On Thu, Mar 20, 2025 at 11:48 PM Dragos Tatulea <dtatu...@nvidia.com> wrote:
>
> Hi Lei,
>
> On 03/20, Lei Yang wrote:
> > Hi Dragos, Si-Wei
> >
> > 1. I applied [0] [1] [2] to the downstream kernel then tested
> > hotplug/unplug, this bug still exists.
> >
> > [0] 35025963326e ("vdpa/mlx5: Fix suboptimal range on iotlb iteration")
> > [1] 29ce8b8a4fa7 ("vdpa/mlx5: Fix PA offset with unaligned starting iotlb
> > map")
> > [2] a6097e0a54a5 ("vdpa/mlx5: Fix oversized null mkey longer than 32bit")
> >
> > 2. Si-Wei mentioned two patches [1] [2] have been merged into qemu
> > master branch, so based on the test result it can not help fix this
> > bug.
> > [1] db0d4017f9b9 ("net: parameterize the removing client from nc list")
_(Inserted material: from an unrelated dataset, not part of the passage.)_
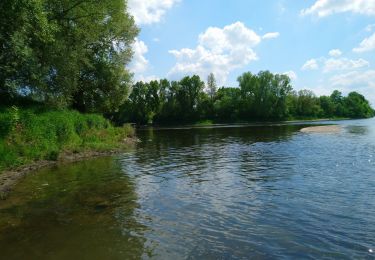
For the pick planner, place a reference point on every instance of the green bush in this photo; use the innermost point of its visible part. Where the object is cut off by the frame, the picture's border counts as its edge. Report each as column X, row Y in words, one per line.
column 27, row 135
> > [2] e7891c575fb2 ("net: move backend cleanup to NIC cleanup")
> >
> > 3. I found triggers for the unhealthy report from firmware step is
> > just boot up guest when using the current patches qemu. The host dmesg
> > will print unhealthy info immediately after booting up the guest.
> >
Hi Dragos
> Did you set the locked memory to ulimite before (ulimit -l unlimited)?
> This could also be the cause for the FW issue.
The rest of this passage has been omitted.